AI Personal Learning
and practical guidance
豆包Marscode1

Tool to automatically crawl novels and generate multi-character audiobooks

General Introduction

Auto-Audio-Book is an open source project hosted on GitHub. It automatically crawls the content of novels from websites and converts them into audiobooks with multiple character voices. Developer zqq-nuli written in Python 3.10+ , combined with large models (such as the Gemini and CosyVoice2-0.5B) to implement text processing and speech synthesis. The project not only supports basic text-to-audio, but also distinguishes characters in a novel and assigns different voices to generate radio drama-like effects. The code is open to the public, and users are free to download and modify it. As of March 24, 2025, the project is still under development, and the GUI is not completely perfect, but the whole process can be completed through the command line, which is suitable for technology enthusiasts and audiobook producers.

 

Function List

  • novel crawl: Automatically downloads novel chapter contents from designated websites.
  • Dialog message generation: Use AI to analyze text and distinguish between characters and dialogue.
  • Multi-Character Voiceover: Assign different voices to fictional characters, supporting protagonist, narrator, and randomized dubbing.
  • Audio Generation: Convert text to MP3 format for audiobooks with multi-thread acceleration support.
  • Management tools: Provides a GUI to assist in the management of novel data and audio files.
  • open source and scalable: Users can modify the code to add new features or optimize the effect.

 

Using Help

Auto-Audio-Book requires a certain technical foundation to install and use.
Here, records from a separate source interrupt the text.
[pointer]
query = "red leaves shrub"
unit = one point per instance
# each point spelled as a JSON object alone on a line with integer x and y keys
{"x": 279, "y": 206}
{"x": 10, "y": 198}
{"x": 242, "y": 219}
Below is a detailed installation and operation guide to help you generate an audiobook from scratch.

Installation process

  1. environmental preparation
    • Install Python 3.10 or later, downloaded from https://www.python.org/downloads/.
    • mounting ffmpegFor Windows, download from https://ffmpeg.org/download.html, and for Mac, use the brew install ffmpegThe Linux system is used for sudo apt install ffmpegThe
    • (Optional) Install MongoDB for GUI management of novel data, download from https://www.mongodb.com/try/download/community.
    • To check the environment: at the command line type python --version cap (a poem) ffmpeg -versionMake sure the version is displayed correctly.
  2. Download Code
    • Clone the project locally with Git:
      git clone https://github.com/zqq-nuli/auto-audio-book.git
      
    • Go to the project catalog:
      cd auto-audio-book
      
  3. Creating a Virtual Environment
    • utilization uv Create a virtual environment (requires prior installation) uvuse pip install uv):
      uv venv --python 3.10
      
    • Activate the environment:
      • Windows:.\.venv\Scripts\activate
      • Mac/Linux:source .venv/bin/activate
  4. Installation of dependencies
    • Install the required libraries in the virtual environment:
      uv add -r requirements.txt
      
    • If there is a lack of requirements.txt, the core library can be installed manually:
      pip install requests gTTS PyPDF2 pymongo
      
  5. Configuring the API Key
    • make a copy of .env.example file is .env::
      copy .env.example .env  # Windows
      cp .env.example .env    # Mac/Linux
      
    • compiler .env file, fill in the Big Model API Key, such as the key for Gemini, which can be requested from the corresponding platform.

Procedure for use

  1. crawl a novel
    • Select a fiction site (e.g. https://m.ilwxs.com/), the program supports unprotected sites by default.
    • Run the crawl script:
      python app/getBookList.py
      
    • Then get the list of chapters and save the content:
      python app/getZjList.py
      python app/saveBooks.py
      
  2. Generating dialog messages
    • Process chapters with AI to differentiate between characters and dialog:
      python app/saveBookJson.py
      
    • The output is saved as a JSON file for subsequent dubbing.
  3. Configuring character voices
    • Run the script to create the role table:
      python app/createUser.py
      
    • Manually assign voices for main character and narrator (supports models like CosyVoice2-0.5B). Other characters can be assigned randomly:
      • Individual voices for characters with more than 50 lines.
      • Less than 50 sentences in narrator's voice.
  4. Generate Audio
    • Run the audio generation script:
      python app/createAudio.py
      
    • Supports multi-threaded acceleration, e.g. 20 threads:
      python app/createAudio.py --threads 20
      
    • The output is an MP3 file, stored in the project directory.
  5. Manage Audio (optional)
    • Sorting audio with GUI tools:
      python gui/gui.py
      
    • Or batch delete Himalayan entries:
      python gui/gui2.py
      

Operation Note

  • Efficiency Optimization: One computer can process 300 chapters a night in a single thread. Tests show that 5 machines with 20 threads each can generate 2000 chapters in 5 hours.
  • error detection: If you missed a chapter, check the network or re-run the corresponding chapter script.
  • Model constraints: The silicon-based model is IP-restricted and requires server hijacking for multi-computer parallelism.

Example Process

Suppose you're converting a novel:

  1. Crawl https://m.ilwxs.com/'s novel So-and-So and save chapters.
  2. Generate dialog messages, recognizing protagonist A and the narrator.
  3. Configuration A with male Chinese voice, narrator with female voice, others randomized.
  4. Run multithreaded generation to get chapter1.mp3 etc.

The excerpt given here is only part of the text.